A top-five U.S. full-service retirement and defined contributions investment only (DCIO) plan provider had been growing steadily for several years, becoming a category leader. As the organization looked to the future, it saw opportunities to extend growth in new segments, as well as a need to protect its large core business. But its existing distribution organization was not positioned to capture this growth or defend against these risks. Its teams were full-service-centric and too reactive. It was clear that a new model was needed to drive growth while controlling operating expenses.

While the company had seen exceptional growth, this was offset by comparable growth in operating expenses. The sales process was inefficient and sales operations were not scalable. The company’s incentives were growing in a nonlinear fashion, with pay increases running faster than the pace of growth.

The solution

ZS collaborated closely with leaders in sales, marketing, relationship management and operations to define distribution priorities. Building from this vision, sales roles were redefined to focus on increased alignment to consultants and intermediaries.
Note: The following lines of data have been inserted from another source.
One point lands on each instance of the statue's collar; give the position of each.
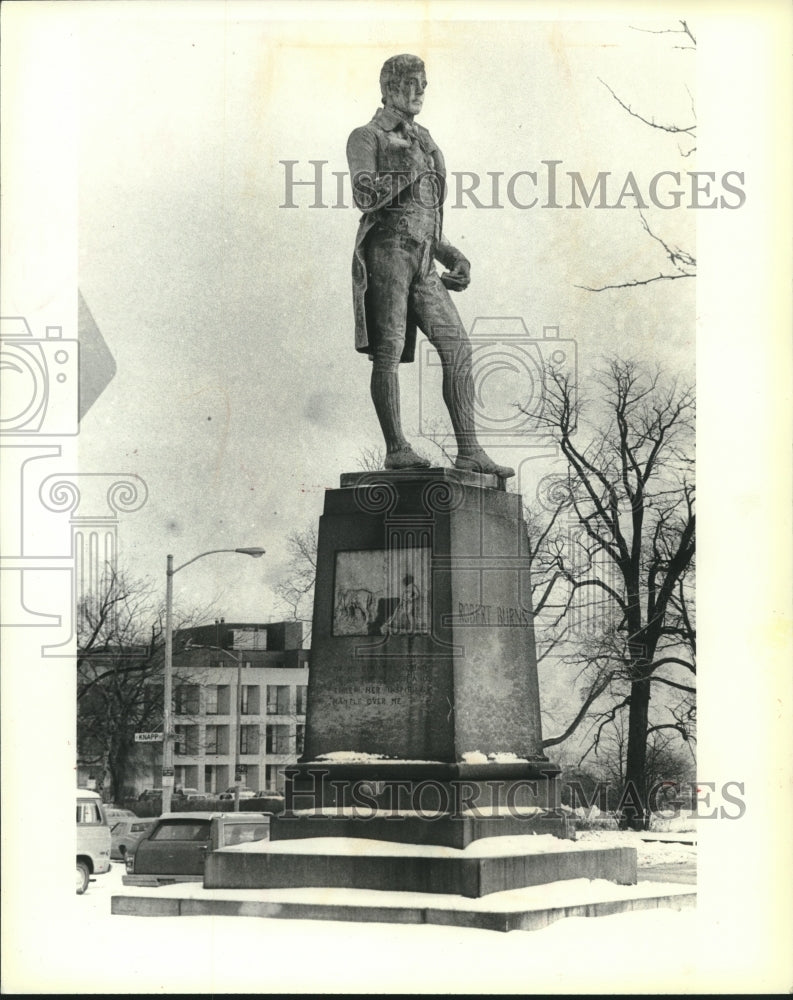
(389, 119)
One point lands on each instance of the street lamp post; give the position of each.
(167, 728)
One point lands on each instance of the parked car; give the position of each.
(93, 839)
(187, 793)
(115, 813)
(125, 834)
(176, 847)
(229, 794)
(150, 793)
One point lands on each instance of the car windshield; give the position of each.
(181, 830)
(244, 833)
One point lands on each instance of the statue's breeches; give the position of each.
(402, 282)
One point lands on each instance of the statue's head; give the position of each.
(402, 83)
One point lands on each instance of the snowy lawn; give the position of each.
(244, 954)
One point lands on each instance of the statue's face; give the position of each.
(407, 93)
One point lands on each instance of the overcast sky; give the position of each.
(239, 397)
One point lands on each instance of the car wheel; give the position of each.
(82, 877)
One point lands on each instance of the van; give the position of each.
(93, 838)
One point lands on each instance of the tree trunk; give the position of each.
(633, 811)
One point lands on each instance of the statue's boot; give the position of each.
(385, 396)
(458, 394)
(478, 461)
(405, 458)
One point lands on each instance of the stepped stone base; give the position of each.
(362, 864)
(441, 829)
(525, 910)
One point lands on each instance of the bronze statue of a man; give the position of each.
(398, 182)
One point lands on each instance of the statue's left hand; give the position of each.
(459, 277)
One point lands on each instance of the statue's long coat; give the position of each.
(378, 155)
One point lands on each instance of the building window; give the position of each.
(216, 778)
(274, 778)
(186, 699)
(217, 699)
(249, 739)
(278, 739)
(278, 699)
(186, 776)
(186, 744)
(217, 740)
(250, 699)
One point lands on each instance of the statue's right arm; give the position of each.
(369, 191)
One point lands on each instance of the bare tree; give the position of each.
(119, 673)
(679, 263)
(628, 488)
(296, 590)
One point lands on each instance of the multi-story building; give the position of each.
(239, 699)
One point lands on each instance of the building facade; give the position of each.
(239, 702)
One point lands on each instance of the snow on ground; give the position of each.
(648, 852)
(645, 951)
(78, 946)
(487, 847)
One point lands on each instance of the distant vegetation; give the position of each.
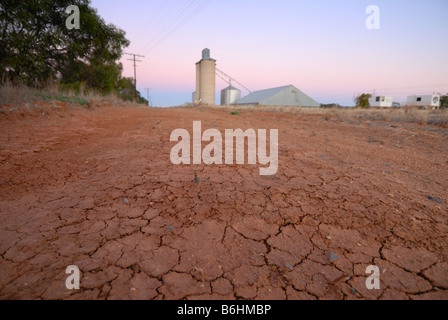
(37, 49)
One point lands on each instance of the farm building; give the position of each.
(431, 101)
(282, 96)
(381, 102)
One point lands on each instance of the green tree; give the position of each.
(444, 102)
(363, 101)
(36, 45)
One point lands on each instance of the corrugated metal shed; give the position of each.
(281, 96)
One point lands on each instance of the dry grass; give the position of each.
(404, 115)
(20, 96)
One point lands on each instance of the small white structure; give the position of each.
(431, 101)
(381, 102)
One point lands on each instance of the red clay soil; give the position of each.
(96, 189)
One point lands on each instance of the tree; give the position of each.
(363, 101)
(125, 90)
(444, 102)
(36, 45)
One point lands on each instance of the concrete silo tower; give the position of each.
(205, 79)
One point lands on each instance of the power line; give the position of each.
(178, 22)
(222, 74)
(135, 70)
(148, 97)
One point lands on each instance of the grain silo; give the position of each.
(230, 95)
(205, 79)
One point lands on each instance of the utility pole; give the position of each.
(148, 97)
(135, 71)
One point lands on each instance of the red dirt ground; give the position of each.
(96, 189)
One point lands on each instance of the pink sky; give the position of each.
(322, 47)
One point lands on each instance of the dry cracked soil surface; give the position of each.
(96, 189)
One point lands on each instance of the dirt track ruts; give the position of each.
(96, 189)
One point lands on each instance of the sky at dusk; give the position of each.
(322, 47)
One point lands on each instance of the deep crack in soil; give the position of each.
(96, 189)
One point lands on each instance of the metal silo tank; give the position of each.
(230, 95)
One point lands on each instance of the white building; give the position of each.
(381, 102)
(282, 96)
(431, 101)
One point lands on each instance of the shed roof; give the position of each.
(281, 96)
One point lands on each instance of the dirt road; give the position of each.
(96, 189)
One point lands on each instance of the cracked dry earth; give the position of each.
(96, 189)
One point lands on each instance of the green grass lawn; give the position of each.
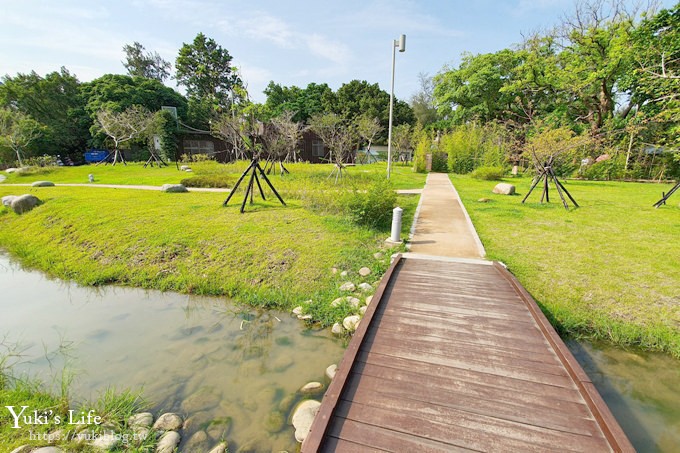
(607, 270)
(272, 255)
(135, 174)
Roles were also reimagined for better reach and depth into the DCIO opportunity set through team selling and a dedicated focus on the broader marketplace.

To set up the new sales model for success, ZS helped redesign the entire selling process and restructure operational roles. Changes included a new, unique approach to managing RFPs and consultant inquiries. Coordination among teams was also clarified and better enabled.

ZS moved the organization off of a pure commission-based incentive approach, which contributed to expense inflation and did not align with the company’s business growth goals. In doing so, we introduced a new program that included performance goals as well as qualitative and account management measures to align with business needs.